Simulaciones sobre la vida útil de ambientes habitables
Para explorar estos entornos, el equipo recurrió a simulaciones numéricas que permiten seguir la evolución de la atmósfera y la órbita de una luna tras la expulsión de su planeta. En dichos procesos, integraron cálculos detallados de temperaturas y retroalimentación química, centrándose en el papel de la condensación.
Según señaló Dahlbüdding en declaraciones recogidas por Monthly Notices of the Royal Astronomical Society, obtuvieron “las simulaciones más realistas, aunque todavía aproximadas, de este tipo de lunas hasta la fecha”. Además, se incorporaron avances teóricos que muestran cómo la circularización de las órbitas reduce con el tiempo la cantidad de calor generado por las fuerzas de marea.
Los modelos señalan que, bajo condiciones ideales, si la atmósfera de una luna alcanza hasta 100 veces la presión atmosférica en la superficie de la Tierra, la absorción inducida por colisión basta para mantener ambientes cálidos y estables. En estos casos, la ventana de habitabilidad podría alargarse hasta 4.300 millones de años, comparable a la edad de la Tierra.

El hidrógeno, además de actuar como gas invernadero, proporciona un entorno donde otros compuestos, como el metano, el amoníaco y el vapor de agua, pueden contribuir también a la conservación del calor interno.
Implicaciones para la investigación sobre el origen de la vida
Los autores del estudio sugieren que estos hallazgos pueden explicar también episodios de la Tierra primitiva. Antes del surgimiento de la vida, el planeta probablemente poseía una atmósfera con presión elevada de hidrógeno, incrementada ocasionalmente por impactos de asteroides, lo que habría intensificado la absorción inducida por colisión.
Ambientes con estas características habrían podido favorecer procesos clave, como la formación y réplica de moléculas de ARN, esenciales para los primeros pasos evolutivos.

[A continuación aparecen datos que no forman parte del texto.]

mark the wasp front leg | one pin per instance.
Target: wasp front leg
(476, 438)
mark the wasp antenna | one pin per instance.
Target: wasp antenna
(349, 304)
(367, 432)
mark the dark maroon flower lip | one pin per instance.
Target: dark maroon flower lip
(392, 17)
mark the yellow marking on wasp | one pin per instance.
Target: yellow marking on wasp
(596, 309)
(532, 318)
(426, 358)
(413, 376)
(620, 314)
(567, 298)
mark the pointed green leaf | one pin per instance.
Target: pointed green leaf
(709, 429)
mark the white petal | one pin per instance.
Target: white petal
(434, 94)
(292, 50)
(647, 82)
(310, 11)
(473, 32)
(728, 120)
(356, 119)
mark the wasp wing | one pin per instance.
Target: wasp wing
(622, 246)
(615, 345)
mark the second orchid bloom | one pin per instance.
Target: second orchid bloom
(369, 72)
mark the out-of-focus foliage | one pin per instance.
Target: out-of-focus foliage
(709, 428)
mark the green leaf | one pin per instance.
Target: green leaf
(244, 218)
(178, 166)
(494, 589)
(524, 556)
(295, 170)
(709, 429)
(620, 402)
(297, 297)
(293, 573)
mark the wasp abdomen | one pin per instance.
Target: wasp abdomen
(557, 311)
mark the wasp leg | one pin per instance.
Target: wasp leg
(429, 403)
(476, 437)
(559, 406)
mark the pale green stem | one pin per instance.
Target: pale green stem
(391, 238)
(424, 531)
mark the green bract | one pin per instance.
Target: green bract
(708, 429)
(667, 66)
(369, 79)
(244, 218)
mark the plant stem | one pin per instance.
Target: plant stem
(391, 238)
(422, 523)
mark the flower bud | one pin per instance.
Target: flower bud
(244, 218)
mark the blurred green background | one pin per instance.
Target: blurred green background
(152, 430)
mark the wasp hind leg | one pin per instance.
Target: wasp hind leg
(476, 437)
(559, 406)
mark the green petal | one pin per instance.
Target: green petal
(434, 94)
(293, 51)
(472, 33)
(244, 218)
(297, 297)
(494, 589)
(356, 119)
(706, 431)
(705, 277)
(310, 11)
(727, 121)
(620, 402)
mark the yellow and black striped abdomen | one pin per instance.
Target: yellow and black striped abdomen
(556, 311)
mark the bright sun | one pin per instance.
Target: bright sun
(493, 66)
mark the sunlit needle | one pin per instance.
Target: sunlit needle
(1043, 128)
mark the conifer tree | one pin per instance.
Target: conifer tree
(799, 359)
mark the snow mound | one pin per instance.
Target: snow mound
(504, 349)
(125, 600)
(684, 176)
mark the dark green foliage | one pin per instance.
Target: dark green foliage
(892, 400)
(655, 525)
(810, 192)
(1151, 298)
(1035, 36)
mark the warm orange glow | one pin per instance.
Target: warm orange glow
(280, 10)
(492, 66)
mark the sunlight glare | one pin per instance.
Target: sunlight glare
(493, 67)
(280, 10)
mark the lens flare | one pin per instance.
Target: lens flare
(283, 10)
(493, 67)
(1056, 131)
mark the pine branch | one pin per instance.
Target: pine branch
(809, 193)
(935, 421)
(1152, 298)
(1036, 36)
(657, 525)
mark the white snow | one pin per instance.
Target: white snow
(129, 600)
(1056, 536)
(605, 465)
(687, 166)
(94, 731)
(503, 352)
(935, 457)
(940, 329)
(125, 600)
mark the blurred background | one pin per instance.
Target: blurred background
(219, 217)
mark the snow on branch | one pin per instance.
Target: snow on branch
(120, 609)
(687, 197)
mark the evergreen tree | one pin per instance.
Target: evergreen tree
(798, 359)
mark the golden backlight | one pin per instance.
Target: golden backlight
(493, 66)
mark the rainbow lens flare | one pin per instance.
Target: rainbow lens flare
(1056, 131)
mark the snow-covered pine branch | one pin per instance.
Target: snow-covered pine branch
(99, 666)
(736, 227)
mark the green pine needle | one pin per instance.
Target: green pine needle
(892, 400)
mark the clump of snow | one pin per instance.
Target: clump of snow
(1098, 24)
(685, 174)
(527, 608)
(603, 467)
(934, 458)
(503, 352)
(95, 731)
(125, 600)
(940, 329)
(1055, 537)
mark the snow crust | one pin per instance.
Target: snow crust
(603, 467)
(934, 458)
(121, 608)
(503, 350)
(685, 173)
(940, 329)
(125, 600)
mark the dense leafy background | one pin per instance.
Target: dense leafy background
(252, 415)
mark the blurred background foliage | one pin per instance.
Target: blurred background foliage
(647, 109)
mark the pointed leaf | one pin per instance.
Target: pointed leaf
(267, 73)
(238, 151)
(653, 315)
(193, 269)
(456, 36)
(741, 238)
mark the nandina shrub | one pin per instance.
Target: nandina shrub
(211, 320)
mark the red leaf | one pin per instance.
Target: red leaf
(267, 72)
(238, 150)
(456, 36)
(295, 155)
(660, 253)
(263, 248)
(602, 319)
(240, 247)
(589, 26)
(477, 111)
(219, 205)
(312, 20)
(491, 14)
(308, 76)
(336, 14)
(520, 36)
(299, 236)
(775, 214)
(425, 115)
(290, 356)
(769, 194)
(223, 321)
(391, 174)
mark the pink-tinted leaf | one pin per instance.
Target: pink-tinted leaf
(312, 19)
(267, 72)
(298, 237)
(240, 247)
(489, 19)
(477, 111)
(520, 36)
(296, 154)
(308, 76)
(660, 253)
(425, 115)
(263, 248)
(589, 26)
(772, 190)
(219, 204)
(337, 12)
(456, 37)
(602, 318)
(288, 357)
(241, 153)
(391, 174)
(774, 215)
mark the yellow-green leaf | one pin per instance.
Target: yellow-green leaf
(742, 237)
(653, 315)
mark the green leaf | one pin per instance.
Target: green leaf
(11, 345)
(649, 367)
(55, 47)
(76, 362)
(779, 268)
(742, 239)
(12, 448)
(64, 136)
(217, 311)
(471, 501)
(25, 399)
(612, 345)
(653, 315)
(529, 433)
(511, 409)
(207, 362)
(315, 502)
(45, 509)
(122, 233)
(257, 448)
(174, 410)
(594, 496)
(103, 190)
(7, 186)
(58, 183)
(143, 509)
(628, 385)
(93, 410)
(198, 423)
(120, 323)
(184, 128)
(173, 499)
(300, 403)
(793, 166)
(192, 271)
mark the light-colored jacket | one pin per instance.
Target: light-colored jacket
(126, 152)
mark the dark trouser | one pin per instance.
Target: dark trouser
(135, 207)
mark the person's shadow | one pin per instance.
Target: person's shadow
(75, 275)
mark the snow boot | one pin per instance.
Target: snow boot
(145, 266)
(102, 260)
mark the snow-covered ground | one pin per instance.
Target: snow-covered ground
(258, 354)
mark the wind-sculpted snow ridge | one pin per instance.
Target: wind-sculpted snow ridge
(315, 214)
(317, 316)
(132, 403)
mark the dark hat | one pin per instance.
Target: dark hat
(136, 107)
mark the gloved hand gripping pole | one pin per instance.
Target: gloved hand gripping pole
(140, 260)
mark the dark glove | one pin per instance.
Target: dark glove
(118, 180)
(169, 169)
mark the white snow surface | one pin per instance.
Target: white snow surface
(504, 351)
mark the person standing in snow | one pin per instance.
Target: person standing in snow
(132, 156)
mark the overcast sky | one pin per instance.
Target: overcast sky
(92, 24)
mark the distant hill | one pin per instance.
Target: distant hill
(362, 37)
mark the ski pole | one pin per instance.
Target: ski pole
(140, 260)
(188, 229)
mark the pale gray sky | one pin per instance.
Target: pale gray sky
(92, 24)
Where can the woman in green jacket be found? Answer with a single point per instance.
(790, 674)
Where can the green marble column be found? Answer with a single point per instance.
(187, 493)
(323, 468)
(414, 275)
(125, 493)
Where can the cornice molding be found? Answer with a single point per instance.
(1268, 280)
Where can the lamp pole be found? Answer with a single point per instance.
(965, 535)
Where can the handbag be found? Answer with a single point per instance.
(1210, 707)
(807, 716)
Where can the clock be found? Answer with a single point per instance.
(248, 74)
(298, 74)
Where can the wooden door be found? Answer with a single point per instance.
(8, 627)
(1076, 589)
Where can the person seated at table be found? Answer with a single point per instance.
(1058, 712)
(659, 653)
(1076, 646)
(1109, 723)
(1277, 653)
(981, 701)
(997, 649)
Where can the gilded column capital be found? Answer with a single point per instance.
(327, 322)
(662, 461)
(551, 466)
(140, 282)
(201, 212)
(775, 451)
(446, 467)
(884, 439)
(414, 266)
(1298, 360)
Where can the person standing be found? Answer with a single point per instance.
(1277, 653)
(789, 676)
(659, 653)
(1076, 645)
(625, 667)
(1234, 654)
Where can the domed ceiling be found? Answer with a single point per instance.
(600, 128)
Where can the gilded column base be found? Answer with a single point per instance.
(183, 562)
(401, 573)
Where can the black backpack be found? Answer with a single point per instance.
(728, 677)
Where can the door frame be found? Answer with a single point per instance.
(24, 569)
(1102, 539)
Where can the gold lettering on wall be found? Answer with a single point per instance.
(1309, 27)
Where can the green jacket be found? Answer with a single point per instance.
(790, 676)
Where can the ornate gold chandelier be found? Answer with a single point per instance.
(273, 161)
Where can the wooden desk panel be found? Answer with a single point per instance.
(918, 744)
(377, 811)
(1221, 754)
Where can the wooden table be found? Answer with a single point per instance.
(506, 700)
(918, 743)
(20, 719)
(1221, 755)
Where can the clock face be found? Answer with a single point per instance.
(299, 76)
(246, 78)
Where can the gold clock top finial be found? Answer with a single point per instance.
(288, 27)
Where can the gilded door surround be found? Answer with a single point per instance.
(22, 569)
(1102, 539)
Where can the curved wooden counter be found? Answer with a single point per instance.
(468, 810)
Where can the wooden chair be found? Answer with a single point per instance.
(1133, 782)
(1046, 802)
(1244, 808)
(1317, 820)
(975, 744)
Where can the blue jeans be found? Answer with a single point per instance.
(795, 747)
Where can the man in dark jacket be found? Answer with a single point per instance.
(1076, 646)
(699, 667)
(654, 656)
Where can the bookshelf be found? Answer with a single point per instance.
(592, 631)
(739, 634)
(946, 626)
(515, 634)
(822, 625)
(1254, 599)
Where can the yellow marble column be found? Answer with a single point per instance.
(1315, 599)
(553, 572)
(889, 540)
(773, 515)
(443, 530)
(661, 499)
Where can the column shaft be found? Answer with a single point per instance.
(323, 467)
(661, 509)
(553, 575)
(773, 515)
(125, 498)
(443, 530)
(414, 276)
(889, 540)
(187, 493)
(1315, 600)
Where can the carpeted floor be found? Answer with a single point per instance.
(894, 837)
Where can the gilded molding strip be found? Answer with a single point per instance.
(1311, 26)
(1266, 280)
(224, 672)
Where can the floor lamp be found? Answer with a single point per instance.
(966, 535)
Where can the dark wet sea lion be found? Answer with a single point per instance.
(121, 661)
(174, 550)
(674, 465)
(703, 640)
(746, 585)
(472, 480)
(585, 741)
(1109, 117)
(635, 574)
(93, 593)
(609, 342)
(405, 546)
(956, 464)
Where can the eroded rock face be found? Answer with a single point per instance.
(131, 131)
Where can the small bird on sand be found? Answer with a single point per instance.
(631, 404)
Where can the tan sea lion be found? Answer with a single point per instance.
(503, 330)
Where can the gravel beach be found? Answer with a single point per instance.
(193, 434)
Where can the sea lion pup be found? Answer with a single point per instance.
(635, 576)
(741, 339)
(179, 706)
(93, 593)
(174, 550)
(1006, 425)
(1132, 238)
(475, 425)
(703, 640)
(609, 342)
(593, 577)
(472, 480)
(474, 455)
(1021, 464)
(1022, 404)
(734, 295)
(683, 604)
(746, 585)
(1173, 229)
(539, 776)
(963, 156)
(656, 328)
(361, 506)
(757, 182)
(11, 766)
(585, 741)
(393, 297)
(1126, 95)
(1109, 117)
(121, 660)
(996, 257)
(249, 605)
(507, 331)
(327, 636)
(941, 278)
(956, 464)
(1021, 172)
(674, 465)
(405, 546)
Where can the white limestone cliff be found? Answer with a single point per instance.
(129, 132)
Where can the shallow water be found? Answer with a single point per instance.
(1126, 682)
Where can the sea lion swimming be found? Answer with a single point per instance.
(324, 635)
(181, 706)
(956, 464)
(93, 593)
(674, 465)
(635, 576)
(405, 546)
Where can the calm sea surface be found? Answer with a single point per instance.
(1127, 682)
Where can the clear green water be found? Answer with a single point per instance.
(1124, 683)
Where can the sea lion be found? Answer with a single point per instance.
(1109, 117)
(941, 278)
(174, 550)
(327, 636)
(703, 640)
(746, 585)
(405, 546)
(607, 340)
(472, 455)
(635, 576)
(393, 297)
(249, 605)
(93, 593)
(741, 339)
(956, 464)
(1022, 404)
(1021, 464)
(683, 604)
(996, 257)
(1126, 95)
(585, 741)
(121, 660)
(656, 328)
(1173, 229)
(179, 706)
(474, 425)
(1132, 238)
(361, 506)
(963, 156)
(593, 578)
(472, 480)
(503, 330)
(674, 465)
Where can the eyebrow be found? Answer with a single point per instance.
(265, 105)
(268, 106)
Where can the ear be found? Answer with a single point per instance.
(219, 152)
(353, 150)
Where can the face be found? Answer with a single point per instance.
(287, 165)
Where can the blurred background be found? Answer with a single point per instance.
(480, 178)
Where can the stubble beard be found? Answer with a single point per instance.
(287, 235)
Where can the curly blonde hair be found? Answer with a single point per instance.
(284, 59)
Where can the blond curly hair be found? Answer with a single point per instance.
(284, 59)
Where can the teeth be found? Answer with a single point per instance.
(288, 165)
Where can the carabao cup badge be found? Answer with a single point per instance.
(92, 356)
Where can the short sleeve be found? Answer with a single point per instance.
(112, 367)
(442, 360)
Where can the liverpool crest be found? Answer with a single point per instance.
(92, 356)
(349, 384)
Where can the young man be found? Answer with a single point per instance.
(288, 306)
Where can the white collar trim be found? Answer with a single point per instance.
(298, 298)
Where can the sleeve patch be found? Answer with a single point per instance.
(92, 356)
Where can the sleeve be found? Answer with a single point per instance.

Dahlbüdding destacó para Monthly Notices of the Royal Astronomical Society que la investigación enlaza los avances astrofísicos y biológicos, acercando la búsqueda de vida fuera de la Tierra a la comprensión de su propio origen en nuestro planeta.
El estudio pretende fortalecer el vínculo entre distintas disciplinas científicas, promoviendo la colaboración entre expertos en biofísica y astrofísica para investigar el origen y la posibilidad de vida más allá de la Tierra.